At my peaks, I’d feel that sweet, sweet pump in the weight room and feel as giant as Arnold himself. The tension of my shirt sleeves against my engorged biceps made me feel UNSTOPPABLE. But other times, I’d feel like I had before I even started lifting: tiny, puny, and insignificant. It felt like my muscle was wasting away, just dissolving at the edges. If you took a step back from the situation, it seemed like an utterly ridiculous and absurd thought, but it was present nonetheless.
I graduated from college, began working as an engineer for a medical device company, and time began to pass. Life slowed down a bit, as did my drive for lifting and gaining mass. As I transitioned into this next phase, I was able to take a few steps back and reflect on my previous mental state.
In fact, while stumbling around on some internet fitness threads, I discovered the term Muscle Dysmorphia.
Muscle dysmorphia (or more informally bigorexia) is a disorder in which a person becomes obsessed with the idea that they are not muscular enough. Those who suffer from muscle dysmorphia tend to hold delusions that they are “skinny” or “too small” but are often above average in musculature.
My delusions weren’t overpowering but they were definitely present. I acknowledged that this was something that needed to change. However, it was definitely a huge challenge to actually begin taking the first steps to completely eradicate my muscle obsessed outlook.
The healing process certainly wasn’t immediate— it’s taken me a couple years, and I still continue to mindfully push any irrational thoughts related to muscle mass and body appearance out of my head.
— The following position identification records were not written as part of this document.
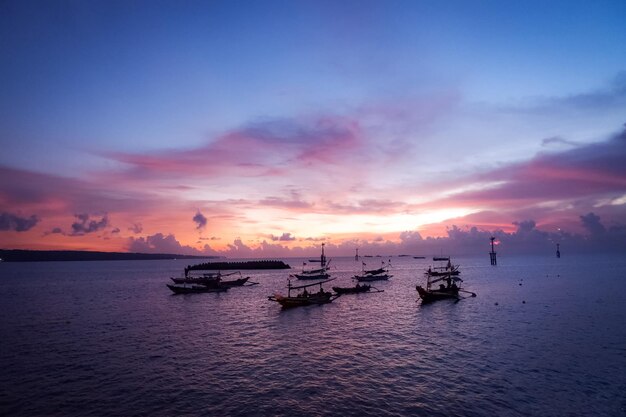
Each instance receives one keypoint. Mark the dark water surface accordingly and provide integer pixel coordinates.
(108, 338)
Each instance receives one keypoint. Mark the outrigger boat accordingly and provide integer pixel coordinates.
(442, 271)
(379, 274)
(213, 279)
(352, 290)
(319, 273)
(305, 297)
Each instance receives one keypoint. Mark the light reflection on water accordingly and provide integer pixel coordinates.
(107, 338)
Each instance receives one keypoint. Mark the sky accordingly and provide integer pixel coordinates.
(265, 128)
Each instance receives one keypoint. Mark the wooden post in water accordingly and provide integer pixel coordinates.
(492, 254)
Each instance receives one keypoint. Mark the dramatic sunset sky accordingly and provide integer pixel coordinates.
(264, 128)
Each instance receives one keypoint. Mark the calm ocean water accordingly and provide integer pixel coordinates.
(108, 338)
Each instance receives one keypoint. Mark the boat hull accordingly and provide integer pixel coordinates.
(428, 296)
(195, 280)
(312, 276)
(368, 278)
(195, 289)
(351, 290)
(290, 302)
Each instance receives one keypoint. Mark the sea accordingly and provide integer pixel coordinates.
(543, 337)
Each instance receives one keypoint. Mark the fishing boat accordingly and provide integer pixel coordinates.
(305, 297)
(442, 270)
(380, 274)
(449, 289)
(441, 286)
(318, 273)
(352, 290)
(195, 289)
(213, 279)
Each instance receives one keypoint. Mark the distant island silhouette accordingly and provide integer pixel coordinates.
(21, 255)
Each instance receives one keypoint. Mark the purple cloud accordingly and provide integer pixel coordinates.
(84, 225)
(9, 221)
(200, 220)
(285, 237)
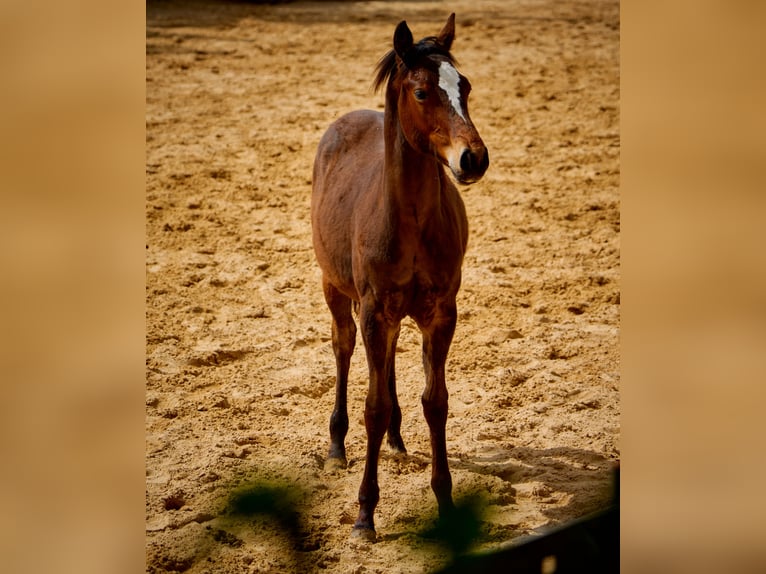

Like any type of body dysmorphia, it requires constant vigilance to overcome.
For me, the first step was committing to lose some of that extra bulked up weight. I dropped from 215 lbs back down to 200 lbs. I also began focusing on developing all aspects of fitness-strength, cardiovascular fitness, speed, balance, coordination, flexibility, and mental soundness.
- Do I feel a high level of anxiety if I miss a work out?
- Does my social schedule revolve around exercising/eating?
- Do I ever have feelings of being “small” and inadequate even though I’m fairly musclebound?
- Do I compare myself to other peers and evaluate myself based on how my physique looks compared to theirs?
If the answer to those is yes, then I’d encourage you to step back and evaluate whether or not your psychological health is on par with your physical health. You may very well fall into the category of those with “Muscle Dysmorphia.”
Two years into the healing process, I am a much healthier and happier individual, both physically and psychologically. I’ve added yoga to my routine, focused on using proper form, and abandoned the super heavy weights. And ironically, I’ve maintained most of my muscle mass, and I look and feel much healthier and balanced than ever before.